Iran, China to co-build mini refinery in southwest

Iran and China plan to jointly build a mini oil refinery in the southwestern province of Kohgiluyeh and Boyer-Ahmad, part of Tehran’s drive to expand domestic refining capacity, Governor General Yadollah Rahmani said on Wednesday.
The refinery, with a processing capacity of 50,000 barrels of crude per day (bpd), will be developed in Bahmai County, an oil-rich region that hosts more than 80 active wells, Rahmani told IRNA following a meeting with Chinese investors.
“This region enjoys a strategic position for investment in the oil, gas and petrochemical sectors,” Rahmani said, adding that 25% of Iran’s crude oil — mostly destined for export — was produced in this province, which also ranked second nationwide in gas output.
Iran pumps more than 3.5 million bpd of crude and churns out a daily average of 750 million cubic meters of gas.  

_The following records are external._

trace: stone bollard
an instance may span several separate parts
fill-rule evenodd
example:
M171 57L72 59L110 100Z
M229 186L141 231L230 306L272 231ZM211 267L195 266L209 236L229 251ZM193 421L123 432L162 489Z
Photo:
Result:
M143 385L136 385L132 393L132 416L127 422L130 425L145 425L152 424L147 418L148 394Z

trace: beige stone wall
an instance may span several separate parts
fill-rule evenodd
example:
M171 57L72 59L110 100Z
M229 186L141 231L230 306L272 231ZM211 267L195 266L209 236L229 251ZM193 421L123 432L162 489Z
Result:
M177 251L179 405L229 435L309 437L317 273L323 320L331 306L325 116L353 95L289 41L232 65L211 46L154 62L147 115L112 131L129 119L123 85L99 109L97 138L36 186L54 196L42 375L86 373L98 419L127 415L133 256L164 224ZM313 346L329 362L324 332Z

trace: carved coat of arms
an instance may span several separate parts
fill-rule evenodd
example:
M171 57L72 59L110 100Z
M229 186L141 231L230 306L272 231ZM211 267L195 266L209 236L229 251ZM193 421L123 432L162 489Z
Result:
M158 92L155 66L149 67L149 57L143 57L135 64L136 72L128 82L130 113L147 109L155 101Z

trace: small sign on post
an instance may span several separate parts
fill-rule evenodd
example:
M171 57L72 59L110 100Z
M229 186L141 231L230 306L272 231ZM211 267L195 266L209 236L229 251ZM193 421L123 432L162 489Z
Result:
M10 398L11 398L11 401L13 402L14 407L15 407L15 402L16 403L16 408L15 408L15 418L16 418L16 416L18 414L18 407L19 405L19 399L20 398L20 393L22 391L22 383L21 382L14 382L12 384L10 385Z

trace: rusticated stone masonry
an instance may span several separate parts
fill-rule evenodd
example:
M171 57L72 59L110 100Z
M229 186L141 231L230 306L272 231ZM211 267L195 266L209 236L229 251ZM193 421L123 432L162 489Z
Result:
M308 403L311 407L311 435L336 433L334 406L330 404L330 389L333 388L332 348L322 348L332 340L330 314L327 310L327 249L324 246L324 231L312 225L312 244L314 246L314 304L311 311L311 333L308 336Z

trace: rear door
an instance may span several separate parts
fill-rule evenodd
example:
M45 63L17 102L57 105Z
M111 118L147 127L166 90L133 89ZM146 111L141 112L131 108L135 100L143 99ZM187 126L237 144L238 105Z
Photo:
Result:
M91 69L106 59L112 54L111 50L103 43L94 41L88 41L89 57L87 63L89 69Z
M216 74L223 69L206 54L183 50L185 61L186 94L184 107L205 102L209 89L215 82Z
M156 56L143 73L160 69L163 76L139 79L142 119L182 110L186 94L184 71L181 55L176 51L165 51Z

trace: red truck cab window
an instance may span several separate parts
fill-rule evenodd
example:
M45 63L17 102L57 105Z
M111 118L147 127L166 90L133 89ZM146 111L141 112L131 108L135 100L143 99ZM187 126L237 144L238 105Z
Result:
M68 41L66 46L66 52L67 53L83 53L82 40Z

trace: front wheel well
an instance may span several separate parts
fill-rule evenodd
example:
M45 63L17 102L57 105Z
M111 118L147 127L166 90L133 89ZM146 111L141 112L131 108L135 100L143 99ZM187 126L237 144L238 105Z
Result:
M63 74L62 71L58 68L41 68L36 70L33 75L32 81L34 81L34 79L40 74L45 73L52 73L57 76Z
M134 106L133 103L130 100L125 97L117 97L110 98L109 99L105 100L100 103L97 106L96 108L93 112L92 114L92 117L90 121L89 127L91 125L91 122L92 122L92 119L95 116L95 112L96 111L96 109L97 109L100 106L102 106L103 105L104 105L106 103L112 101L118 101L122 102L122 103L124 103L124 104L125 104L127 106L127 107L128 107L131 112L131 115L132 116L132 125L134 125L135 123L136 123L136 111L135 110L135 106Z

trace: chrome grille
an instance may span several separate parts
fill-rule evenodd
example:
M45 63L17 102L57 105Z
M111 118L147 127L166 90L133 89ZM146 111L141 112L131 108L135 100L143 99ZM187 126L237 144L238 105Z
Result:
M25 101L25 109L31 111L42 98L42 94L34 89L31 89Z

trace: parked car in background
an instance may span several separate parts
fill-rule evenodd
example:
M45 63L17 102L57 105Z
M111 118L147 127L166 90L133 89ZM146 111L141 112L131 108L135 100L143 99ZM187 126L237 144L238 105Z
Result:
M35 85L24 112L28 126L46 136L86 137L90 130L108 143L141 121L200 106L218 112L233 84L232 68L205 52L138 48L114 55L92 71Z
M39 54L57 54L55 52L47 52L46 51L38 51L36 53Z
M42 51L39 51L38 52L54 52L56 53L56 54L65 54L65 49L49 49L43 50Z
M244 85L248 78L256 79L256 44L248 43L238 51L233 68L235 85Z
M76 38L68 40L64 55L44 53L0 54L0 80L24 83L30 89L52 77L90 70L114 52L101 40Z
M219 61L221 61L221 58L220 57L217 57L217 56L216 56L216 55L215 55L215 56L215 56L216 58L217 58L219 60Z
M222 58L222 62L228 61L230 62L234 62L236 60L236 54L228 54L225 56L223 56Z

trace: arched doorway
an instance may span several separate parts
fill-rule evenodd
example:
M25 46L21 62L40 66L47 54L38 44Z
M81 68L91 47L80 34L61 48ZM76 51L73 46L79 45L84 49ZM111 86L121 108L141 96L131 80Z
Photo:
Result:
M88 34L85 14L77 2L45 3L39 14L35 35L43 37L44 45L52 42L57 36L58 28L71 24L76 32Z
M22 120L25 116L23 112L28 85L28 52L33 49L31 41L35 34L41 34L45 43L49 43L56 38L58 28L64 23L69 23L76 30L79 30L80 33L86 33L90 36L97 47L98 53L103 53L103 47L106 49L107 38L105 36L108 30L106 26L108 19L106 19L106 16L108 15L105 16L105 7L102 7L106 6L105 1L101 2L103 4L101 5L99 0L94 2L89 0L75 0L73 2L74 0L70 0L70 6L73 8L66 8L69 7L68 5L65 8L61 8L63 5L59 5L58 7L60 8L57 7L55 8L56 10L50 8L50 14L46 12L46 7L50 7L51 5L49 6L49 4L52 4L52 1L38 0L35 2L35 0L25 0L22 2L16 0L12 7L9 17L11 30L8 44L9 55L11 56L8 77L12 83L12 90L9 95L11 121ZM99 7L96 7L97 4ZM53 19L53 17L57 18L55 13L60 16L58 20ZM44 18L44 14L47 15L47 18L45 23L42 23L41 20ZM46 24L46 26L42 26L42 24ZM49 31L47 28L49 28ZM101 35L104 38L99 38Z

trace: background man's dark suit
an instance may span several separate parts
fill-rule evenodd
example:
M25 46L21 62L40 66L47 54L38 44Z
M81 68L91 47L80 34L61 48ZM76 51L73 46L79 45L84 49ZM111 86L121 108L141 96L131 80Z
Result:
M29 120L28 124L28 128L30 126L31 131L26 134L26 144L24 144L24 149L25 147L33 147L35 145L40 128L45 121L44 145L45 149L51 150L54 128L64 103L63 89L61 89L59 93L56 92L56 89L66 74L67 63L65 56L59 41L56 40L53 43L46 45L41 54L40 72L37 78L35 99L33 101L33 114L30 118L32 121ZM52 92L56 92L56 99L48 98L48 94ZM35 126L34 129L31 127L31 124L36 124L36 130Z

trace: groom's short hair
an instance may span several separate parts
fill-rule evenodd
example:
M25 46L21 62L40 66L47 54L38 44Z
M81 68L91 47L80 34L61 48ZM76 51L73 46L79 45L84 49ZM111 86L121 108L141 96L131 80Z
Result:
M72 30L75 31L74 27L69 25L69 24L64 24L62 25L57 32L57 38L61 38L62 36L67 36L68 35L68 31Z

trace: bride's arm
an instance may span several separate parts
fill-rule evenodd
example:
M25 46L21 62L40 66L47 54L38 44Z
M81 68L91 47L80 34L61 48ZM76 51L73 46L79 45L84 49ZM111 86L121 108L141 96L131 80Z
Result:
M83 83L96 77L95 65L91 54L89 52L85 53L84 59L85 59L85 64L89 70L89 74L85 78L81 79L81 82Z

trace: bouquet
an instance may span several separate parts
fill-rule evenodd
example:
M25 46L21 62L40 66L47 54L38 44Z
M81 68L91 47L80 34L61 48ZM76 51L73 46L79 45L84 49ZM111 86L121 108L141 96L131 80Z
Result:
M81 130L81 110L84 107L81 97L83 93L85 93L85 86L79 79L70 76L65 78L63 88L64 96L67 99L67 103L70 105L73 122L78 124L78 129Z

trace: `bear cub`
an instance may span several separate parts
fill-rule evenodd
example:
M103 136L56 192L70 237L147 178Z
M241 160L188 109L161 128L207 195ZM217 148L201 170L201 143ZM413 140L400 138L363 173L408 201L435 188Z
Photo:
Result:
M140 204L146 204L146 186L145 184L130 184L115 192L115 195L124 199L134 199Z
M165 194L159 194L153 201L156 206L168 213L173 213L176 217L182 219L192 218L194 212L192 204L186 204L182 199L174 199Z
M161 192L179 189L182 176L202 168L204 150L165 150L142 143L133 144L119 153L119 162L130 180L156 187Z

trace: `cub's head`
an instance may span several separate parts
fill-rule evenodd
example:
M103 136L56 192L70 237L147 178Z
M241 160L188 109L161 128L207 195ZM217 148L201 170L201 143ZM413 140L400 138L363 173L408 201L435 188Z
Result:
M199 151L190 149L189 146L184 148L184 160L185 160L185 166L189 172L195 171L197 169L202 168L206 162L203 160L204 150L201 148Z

The governor said the project would help supply part of Iran’s domestic demand for petroleum products while boosting the province’s share of refined product exports.
Discussions during the meeting with the Chinese delegation focused on the technical, financial and scheduling details of the project, with both sides agreeing to finalize feasibility studies and break ground in the coming months.
Rahmani said the province was committed to supporting foreign investors.
“Easing administrative procedures for investors is on the agenda,” he noted, adding that 71 investment projects had been planned for the province, with a significant number expected to move into the implementation phase soon.
The new joint venture fits into the Oil Ministry’s broader plan to promote the construction of small-scale refineries by private and foreign investors, which require less capital but can swiftly increase the country’s overall refining capacity.
Iran has ten major refineries with a combined capacity of 2.4 million bpd, producing gasoline, diesel and other petroleum products.
In May, Deputy Oil Minister Mohammad-Sadeq Azimifar announced that Iran aimed to commission new refining projects worth $3 billion by March 2026 to beef up domestic fuel output and reduce reliance on imports.
Fuel shortages have become a growing concern for the government. The mismatch between production and demand — estimated at over 20 million liters of gasoline per day — has forced Tehran to spend billions of dollars annually on fuel imports since 2021.